From: Kenna
To: The Official Shadow People Archives
Sent: Tuesday, May 25, 2010 3:41:08 PM GMT -05:00 US/Canada Eastern
Subject: Shadow people experience

Hello. This experience is instilled in my mind and basically I think about it a lot. First of all, I have lost many people in my life and have always had strange dreams about death and those who have died. I even have dreamt of my own funeral. The spiritual world fascinates me. I have been in a few places that have been "supposedly haunted". I, for one, believed them to be true. Its almost like you can feel it in your body, in the air and in your brain. Coming from those types of experiences when this shadow appeared to me, I knew it was real.

I have had sleeping problems for many years, now I tend to take a sleep aid so that I get a full nights rest, or maybe because I don't like waking up at 3am, the whole "witching hour" concept terrifies me. Maybe watching too many movies gave me the creeps. I am only 29 years old. I guess I have an overactive mind. I think about everything before I go to bed and this particular night was no different.

I fell asleep next to my boyfriend who sleeps like a rock. When I woke up around 3am, I was frozen with fear. This shadow figure float above me; it was a thick mass but human form though I knew that it was not a human hovering above me.

I was cold and terrified to death. The air in the room felt thick and took the air out of my lungs. I couldn't move or even think. I stared at this thing for what felt like 10 minutes, but I know that it was probably only 30 seconds at the most. I clinched my boyfriend as if it were my last breath. He lay there passed out as if he were drugged. As I tugged for him to wake up, I threw myself under the covers. It was all I could think of to do.

Growing up you always feel like a blanket is your personal shield from evil. Nothing could take you away into the night. As I lay under the covers, clearly not a child because I was 28 years old at the time, I felt paralyzed and helpless. I could feel this shadow in the room watching me. Even though I never saw its eyes, I knew it could see me and I knew that it knew I could see it.

I grew up Catholic but do not currently go to church although, I still maintain a healthy relationship with God. I pray nightly and feel as if God has protected me well throughout my life. All I could do at this moment was pray. I prayed to God all night under the covers. I didn't dare uncover my head because the blanket and God was the only thing protecting me. We were safe underneath. Finally, the next day came and of course people think I am looney when I tell them the story of this shadow.

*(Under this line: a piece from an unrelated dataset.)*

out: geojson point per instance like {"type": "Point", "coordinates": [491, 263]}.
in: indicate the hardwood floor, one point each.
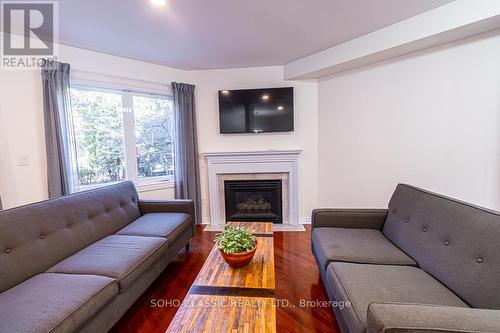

This never happened again. I have actually moved and have never felt this feeling in my new home. The old home made me nervous, I still felt as if the shadow was watching me. Even though it never came back, something was not right but, see, I don't think the home was haunted. I just don't know what to think. My ex died before the experience and I almost felt like, maybe, it was him. He wasn't the best person in the world and he never got over me. Couldn't stand the fact I left. I don't know if this is even possible though he never lived in the home.

So that is my story. Not sure what you can make of it, but knowing other people have experienced things too makes me feel a little less crazy.